The exponential growth of mobile Internet usages calls for a novel Cloud computing and resource provisioning solution to offload access networks, which need to be geographically distributed and temporally adaptive. In this project, we aim at defining adequate solutions to capture mobility patterns, correlating mobility with usages for a mobile Cloud offloading architecture for telecom networks. This solution requires a reliable estimation of mobility and usages metrics for adaptive Cloud distribution and resource allocation. Indeed, the network efficiency might be very positively affected if selected Cloud servers could be proactively distributed close to identifiable rendezvous points regularly approached by masses of users, or along geolocated consumption flows adaptively determined. Cloud services can largely profit from such a distributed access: by hosting resources out of the user terminal, they enable remote processing and storage of personal data. Mobile equipment has notably limited computing and energy resources, and the presence of close-enough Cloud virtual machines and their adaptive migration along users’ displacements can allow computation offloading, grant important battery energy savings, while guaranteeing connection resiliency.

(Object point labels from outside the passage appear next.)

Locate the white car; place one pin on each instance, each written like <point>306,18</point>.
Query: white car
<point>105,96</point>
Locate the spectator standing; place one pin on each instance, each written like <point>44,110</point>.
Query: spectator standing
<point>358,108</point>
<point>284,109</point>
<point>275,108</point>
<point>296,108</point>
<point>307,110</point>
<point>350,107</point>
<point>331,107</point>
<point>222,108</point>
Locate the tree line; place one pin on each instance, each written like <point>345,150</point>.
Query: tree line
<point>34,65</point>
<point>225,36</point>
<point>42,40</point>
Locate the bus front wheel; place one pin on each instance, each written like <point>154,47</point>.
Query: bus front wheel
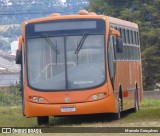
<point>43,120</point>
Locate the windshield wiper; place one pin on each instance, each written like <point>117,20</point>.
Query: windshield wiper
<point>79,46</point>
<point>50,43</point>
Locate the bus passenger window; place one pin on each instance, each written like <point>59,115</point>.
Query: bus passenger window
<point>132,53</point>
<point>132,39</point>
<point>127,35</point>
<point>138,38</point>
<point>124,35</point>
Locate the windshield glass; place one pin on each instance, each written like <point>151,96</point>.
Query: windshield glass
<point>66,69</point>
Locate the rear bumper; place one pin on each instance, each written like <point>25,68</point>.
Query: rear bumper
<point>106,105</point>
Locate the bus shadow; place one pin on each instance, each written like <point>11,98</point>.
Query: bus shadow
<point>86,119</point>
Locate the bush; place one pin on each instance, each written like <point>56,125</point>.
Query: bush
<point>11,97</point>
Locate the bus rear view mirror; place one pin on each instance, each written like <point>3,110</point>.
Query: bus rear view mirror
<point>119,45</point>
<point>18,57</point>
<point>19,51</point>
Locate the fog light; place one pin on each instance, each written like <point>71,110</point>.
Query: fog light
<point>35,99</point>
<point>100,96</point>
<point>94,97</point>
<point>40,99</point>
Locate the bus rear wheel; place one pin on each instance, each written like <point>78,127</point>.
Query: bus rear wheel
<point>42,120</point>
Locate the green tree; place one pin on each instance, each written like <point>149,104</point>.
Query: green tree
<point>146,14</point>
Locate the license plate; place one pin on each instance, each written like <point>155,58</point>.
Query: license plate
<point>68,109</point>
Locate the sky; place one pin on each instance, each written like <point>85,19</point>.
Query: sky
<point>63,1</point>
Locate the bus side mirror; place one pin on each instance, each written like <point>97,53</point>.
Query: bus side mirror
<point>19,51</point>
<point>119,41</point>
<point>119,45</point>
<point>18,57</point>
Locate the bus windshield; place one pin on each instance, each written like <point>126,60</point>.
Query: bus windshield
<point>61,67</point>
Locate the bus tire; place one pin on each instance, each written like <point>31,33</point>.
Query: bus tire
<point>136,103</point>
<point>42,120</point>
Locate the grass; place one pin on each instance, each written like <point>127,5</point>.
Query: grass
<point>150,103</point>
<point>148,115</point>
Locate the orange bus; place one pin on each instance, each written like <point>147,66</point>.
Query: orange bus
<point>79,64</point>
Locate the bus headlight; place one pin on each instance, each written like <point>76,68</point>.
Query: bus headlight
<point>35,99</point>
<point>100,95</point>
<point>40,99</point>
<point>94,97</point>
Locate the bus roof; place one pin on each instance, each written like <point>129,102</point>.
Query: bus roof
<point>122,22</point>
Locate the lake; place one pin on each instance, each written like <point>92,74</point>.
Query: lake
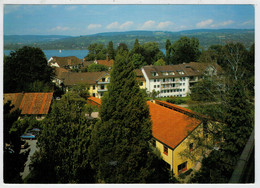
<point>64,53</point>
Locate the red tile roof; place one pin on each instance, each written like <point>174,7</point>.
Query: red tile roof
<point>108,63</point>
<point>30,103</point>
<point>168,125</point>
<point>94,100</point>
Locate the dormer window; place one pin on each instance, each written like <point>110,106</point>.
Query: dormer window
<point>180,72</point>
<point>154,73</point>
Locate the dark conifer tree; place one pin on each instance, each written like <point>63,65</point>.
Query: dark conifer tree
<point>120,143</point>
<point>168,52</point>
<point>110,50</point>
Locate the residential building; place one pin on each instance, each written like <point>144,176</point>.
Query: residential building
<point>70,62</point>
<point>30,104</point>
<point>107,62</point>
<point>140,78</point>
<point>177,80</point>
<point>96,82</point>
<point>172,127</point>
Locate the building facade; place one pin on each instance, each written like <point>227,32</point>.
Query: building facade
<point>177,80</point>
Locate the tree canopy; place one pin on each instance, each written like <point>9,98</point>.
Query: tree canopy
<point>185,50</point>
<point>63,144</point>
<point>24,67</point>
<point>119,149</point>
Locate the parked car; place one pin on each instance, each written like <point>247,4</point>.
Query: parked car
<point>24,145</point>
<point>28,136</point>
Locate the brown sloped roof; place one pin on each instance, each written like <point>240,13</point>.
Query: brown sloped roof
<point>60,72</point>
<point>65,61</point>
<point>73,78</point>
<point>189,69</point>
<point>108,63</point>
<point>139,75</point>
<point>31,103</point>
<point>169,126</point>
<point>15,98</point>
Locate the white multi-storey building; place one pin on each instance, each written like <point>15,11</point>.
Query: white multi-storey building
<point>176,80</point>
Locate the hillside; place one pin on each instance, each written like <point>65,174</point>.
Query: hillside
<point>206,37</point>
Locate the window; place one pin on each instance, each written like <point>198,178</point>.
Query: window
<point>182,167</point>
<point>191,146</point>
<point>165,150</point>
<point>153,142</point>
<point>154,73</point>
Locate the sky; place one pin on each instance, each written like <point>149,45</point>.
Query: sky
<point>75,20</point>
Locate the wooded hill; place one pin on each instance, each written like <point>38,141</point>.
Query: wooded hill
<point>207,37</point>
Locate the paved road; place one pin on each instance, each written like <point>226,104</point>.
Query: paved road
<point>32,146</point>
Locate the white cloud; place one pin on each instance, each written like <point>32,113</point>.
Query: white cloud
<point>221,24</point>
<point>148,24</point>
<point>113,25</point>
<point>10,8</point>
<point>94,26</point>
<point>249,22</point>
<point>59,28</point>
<point>163,25</point>
<point>69,8</point>
<point>126,25</point>
<point>204,23</point>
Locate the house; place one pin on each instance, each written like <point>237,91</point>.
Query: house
<point>172,127</point>
<point>140,78</point>
<point>177,80</point>
<point>31,104</point>
<point>70,62</point>
<point>96,82</point>
<point>60,75</point>
<point>107,62</point>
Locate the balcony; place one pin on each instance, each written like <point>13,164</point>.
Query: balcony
<point>105,82</point>
<point>102,90</point>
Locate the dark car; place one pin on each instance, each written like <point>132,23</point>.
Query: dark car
<point>28,136</point>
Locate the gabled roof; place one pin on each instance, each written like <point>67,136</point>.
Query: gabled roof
<point>30,103</point>
<point>139,75</point>
<point>169,126</point>
<point>95,100</point>
<point>188,69</point>
<point>67,61</point>
<point>73,78</point>
<point>60,73</point>
<point>108,63</point>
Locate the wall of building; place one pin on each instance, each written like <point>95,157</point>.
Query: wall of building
<point>181,152</point>
<point>166,158</point>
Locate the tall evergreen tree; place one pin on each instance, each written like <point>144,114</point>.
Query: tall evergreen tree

The ABCD project proposes a dynamic evaluation of the users’ mobility and content consumption that can be then leveraged for a proactive engineering of the Cloud instances close to the identified access points. Specifically, we envision: (i) a distributed behavioral classification method for predicting jointly user macro-mobility and usages with an acceptable accuracy, (ii) a method to estimate the volume of users per access point over time, their behavioral typology and their usage typology (accessed services), (iii) the definition of mobile Cloud networking protocols jointly managing user and machine mobility to transparently migrate virtual machines to the places where users are. These procedures are not currently deployed in access networks, but the current trend and technology context suggests that it is just a matter of time. It is therefore of paramount importance to position our research effort in this direction to contribute to present advances in technologies.

Outcome of the project could enhance the current understanding of access network user mobility, create patents as well as synergies with the EIT KIC ICT-Labs and the FP7 IRSES MobileCloud project.